Over the past decade, Norwegian has changed the game for the cruise industry by becoming more responsive to its customers. Its “Feel Free” strategy provides guests with the flexibility to choose from a huge range of options to tailor their cruise experience to their preferences and budget.
However, as the company’s strategy evolved and business grew, its IT remained anchored in the past. Norwegian’s technology team realized they needed to rethink the entire software infrastructure to enable a fundamental shift towards a more digital way of doing business.
During a period of rapid expansion, Norwegian’s software infrastructure had accumulated technical complexity and system dependencies that were beginning to negatively impact developer productivity. The company had three different backend systems and five different code bases, which were monolithic, written in multiple languages, and presented a steep learning curve for developers.
Adding further complexity, the company’s APIs had to support multiple clients, which made it difficult to model interactions between front and backend systems, and make changes safely. The company also had multiple different deployment strategies for its different production environments, which made development cycles slow—it could take weeks to make even a simple change to the company’s website, and handling seasonal peaks in website traffic was a major challenge.
“Our two key goals in modernizing Norwegian’s software infrastructure were to create more agility for the developer team to support the businesses with more frequent release cycles, and to create a more stable site to sell cruises,” explains Fidel Peréz, Director of Enterprise Architecture and Performance at Norwegian.
After a careful review of all languages and application architecture options, Peréz’s team decided to rewrite its code bases using Scala and Akka Platform.
Scala’s type safety provides developers with useful documentation, and acts as a safety net for error detection and refactoring at compile time. Meanwhile, Akka Platform’s web framework makes it easy to develop stateless applications that decouple the need for particular servers to handle particular requests, minimizing the impact of server failures. It also enables Norwegian’s development team to make code deployments during the day with increased business agility.
Scala and Akka Platform also made it easier to loosen the coupling between Norwegian’s three back-end systems and its web site and other endpoints, making it possible to implement changes in one system without impacting another.
Finally, Norwegian signed up to a Lightbend subscription that provides full lifecycle support from the creators of Scala and Akka Platform, giving the company the assurance of a safety net as it rolled out its ambitious modernization initiative through its development, test and production environments.
Today, Norwegian remains a heavy user of Scala and Akka Platform. The majority of the ncl.com site is written in Scala, and so is the front-end layer of Norwegian’s partner API.

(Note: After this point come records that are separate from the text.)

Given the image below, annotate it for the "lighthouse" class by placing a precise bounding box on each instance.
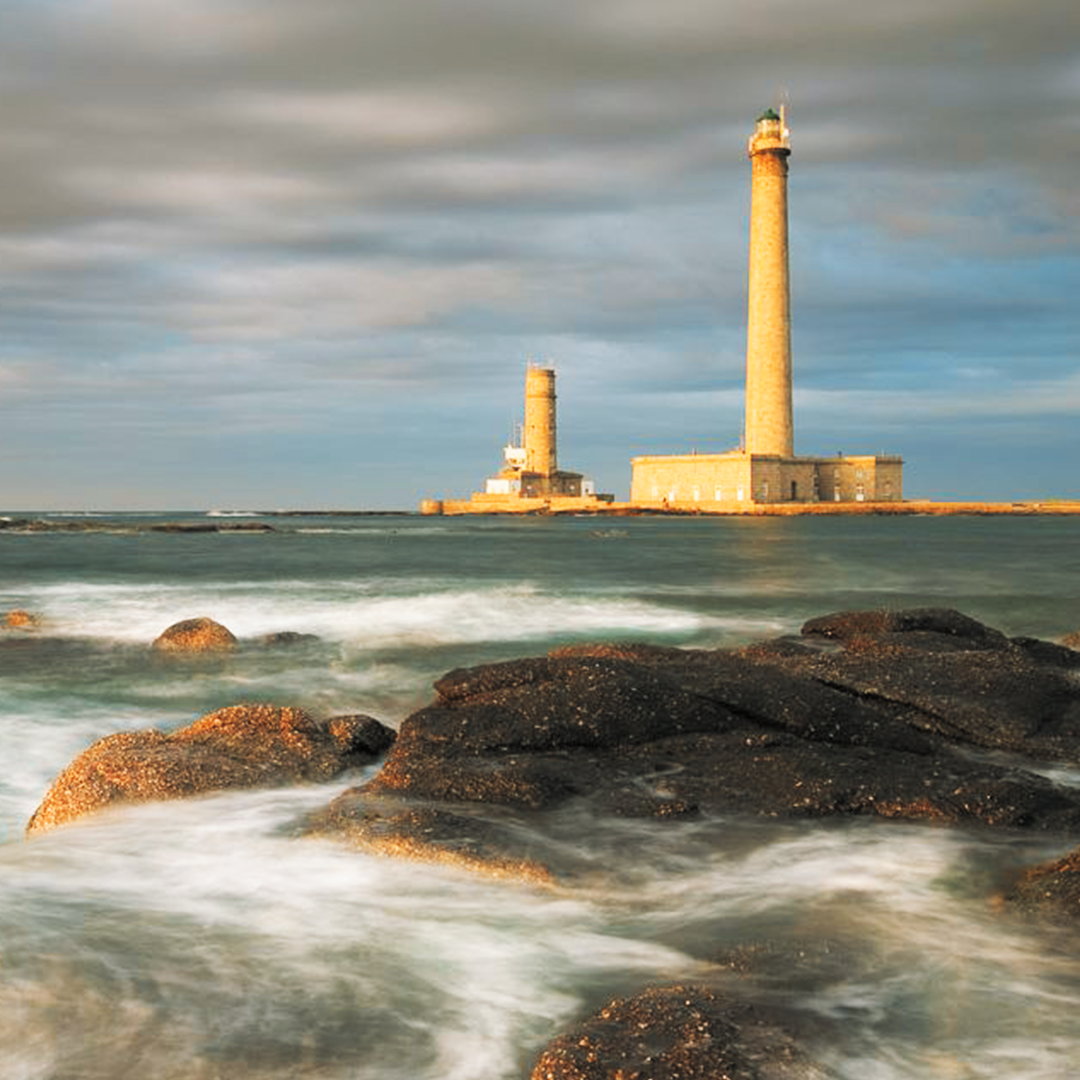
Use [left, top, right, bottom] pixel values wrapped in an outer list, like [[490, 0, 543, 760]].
[[745, 106, 795, 458], [630, 106, 904, 513]]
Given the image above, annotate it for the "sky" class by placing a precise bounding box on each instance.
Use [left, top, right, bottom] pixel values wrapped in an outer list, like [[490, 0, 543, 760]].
[[0, 0, 1080, 510]]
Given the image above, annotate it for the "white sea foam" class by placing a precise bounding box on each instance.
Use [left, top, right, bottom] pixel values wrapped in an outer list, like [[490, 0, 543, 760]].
[[16, 579, 784, 650]]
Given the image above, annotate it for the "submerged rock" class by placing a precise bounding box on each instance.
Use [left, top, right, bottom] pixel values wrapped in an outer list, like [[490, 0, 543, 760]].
[[1004, 848, 1080, 920], [151, 617, 237, 652], [259, 630, 322, 648], [2, 608, 41, 630], [27, 705, 394, 833], [306, 792, 555, 886], [530, 985, 826, 1080]]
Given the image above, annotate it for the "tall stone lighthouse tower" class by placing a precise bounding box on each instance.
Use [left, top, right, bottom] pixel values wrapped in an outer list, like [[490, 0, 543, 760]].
[[745, 106, 794, 458]]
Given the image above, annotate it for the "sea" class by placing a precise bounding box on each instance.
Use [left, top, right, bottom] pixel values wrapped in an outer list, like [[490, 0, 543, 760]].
[[0, 510, 1080, 1080]]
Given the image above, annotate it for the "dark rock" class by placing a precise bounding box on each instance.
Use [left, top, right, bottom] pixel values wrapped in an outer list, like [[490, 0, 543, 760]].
[[1009, 635, 1080, 670], [802, 608, 1008, 647], [764, 634, 1080, 760], [151, 617, 237, 652], [530, 985, 825, 1080], [313, 609, 1080, 881], [27, 705, 393, 833]]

Norwegian has converted its monolithic legacy architecture into a modern service-oriented architecture with well-defined boundaries. For example, Norwegian has built service layers that allow it to isolate its client applications from failures on the backend, so backend service outages no longer cascade to the rest of the system.

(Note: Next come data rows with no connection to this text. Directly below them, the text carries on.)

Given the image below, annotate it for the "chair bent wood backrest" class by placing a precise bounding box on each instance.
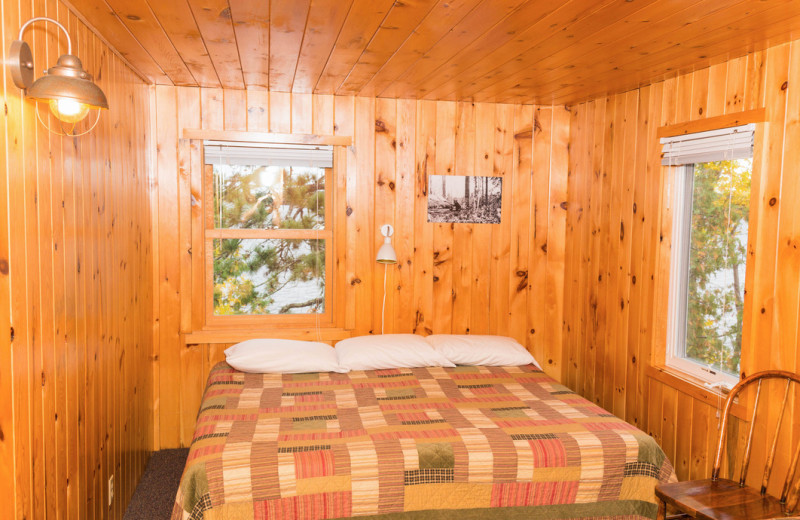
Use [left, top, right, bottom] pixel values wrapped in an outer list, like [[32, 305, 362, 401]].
[[711, 370, 800, 513]]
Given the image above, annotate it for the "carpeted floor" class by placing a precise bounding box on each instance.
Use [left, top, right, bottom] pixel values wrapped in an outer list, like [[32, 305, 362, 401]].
[[124, 448, 189, 520]]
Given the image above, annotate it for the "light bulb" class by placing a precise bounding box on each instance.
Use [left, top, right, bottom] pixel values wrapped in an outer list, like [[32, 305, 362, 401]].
[[50, 98, 89, 123]]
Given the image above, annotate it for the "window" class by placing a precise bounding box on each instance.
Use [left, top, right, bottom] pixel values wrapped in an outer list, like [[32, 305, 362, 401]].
[[662, 125, 753, 385], [203, 141, 333, 323]]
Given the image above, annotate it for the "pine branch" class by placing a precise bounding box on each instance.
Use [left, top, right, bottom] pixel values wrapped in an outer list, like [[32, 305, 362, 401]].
[[279, 297, 322, 314]]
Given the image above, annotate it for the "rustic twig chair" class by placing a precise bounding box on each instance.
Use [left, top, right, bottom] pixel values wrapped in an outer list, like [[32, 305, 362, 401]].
[[656, 370, 800, 520]]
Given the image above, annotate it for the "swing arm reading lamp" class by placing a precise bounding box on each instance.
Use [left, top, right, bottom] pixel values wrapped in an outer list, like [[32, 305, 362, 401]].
[[8, 17, 108, 136]]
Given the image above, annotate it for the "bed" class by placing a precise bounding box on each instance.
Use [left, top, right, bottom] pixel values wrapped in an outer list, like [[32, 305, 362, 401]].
[[172, 363, 674, 520]]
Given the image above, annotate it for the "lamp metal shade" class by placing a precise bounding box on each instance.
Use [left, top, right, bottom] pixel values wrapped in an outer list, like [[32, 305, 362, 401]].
[[27, 54, 108, 109], [375, 237, 397, 264]]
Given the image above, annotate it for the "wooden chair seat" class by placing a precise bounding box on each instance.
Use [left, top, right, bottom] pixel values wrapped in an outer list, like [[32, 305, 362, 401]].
[[656, 370, 800, 520], [656, 479, 788, 520]]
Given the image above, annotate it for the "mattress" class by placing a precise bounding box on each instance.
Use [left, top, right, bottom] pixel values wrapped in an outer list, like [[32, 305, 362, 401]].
[[172, 363, 674, 520]]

By adopting a more modern development model in Scala, Norwegian developers can more easily roll out new features and bug fixes. Previous deployment cycles were weekly or monthly; today, Perez estimates that the company deploys four times more frequently.
Similarly, the use of stateless services enables Norwegian to deploy during business hours, because it can roll out updated software one server at a time, without taking its entire service offline. In the past, the team was required to deploy after midnight to reduce service interruption.
In a 12-month period after the move to Scala and Akka Platform, Norwegian completed over 65 code deployments with no major issues or rollbacks. According to Pérez, the uptime comes from the resiliency of Akka Platform’s actor model and the fact that errors are propagated to the supervisor and not to the caller, allowing more sophisticated error handling mechanisms.
Pérez also testifies that Norwegian has been using Akka Platform for more than two years to manage the payments systems for the casino, arcade, and vending machines on its ships, without a single crash. In any case of failure on the backend, the devices just “wait” and are still fully functional for passengers. Norwegian sees this resiliency as the foundation for building future technology-driven innovation for better passenger experiences and new revenue opportunities.
Norwegian Cruise Line (NASDAQ: NCLH) has been a premier innovator in the cruise line industry for over 55 years, providing guests with the freedom to cruise on their timetable to more than 450 incredible destinations around the world, and winning World Travel Award's “World's Leading Cruise Line” and “North America's Leading Cruise Line” five years in a row.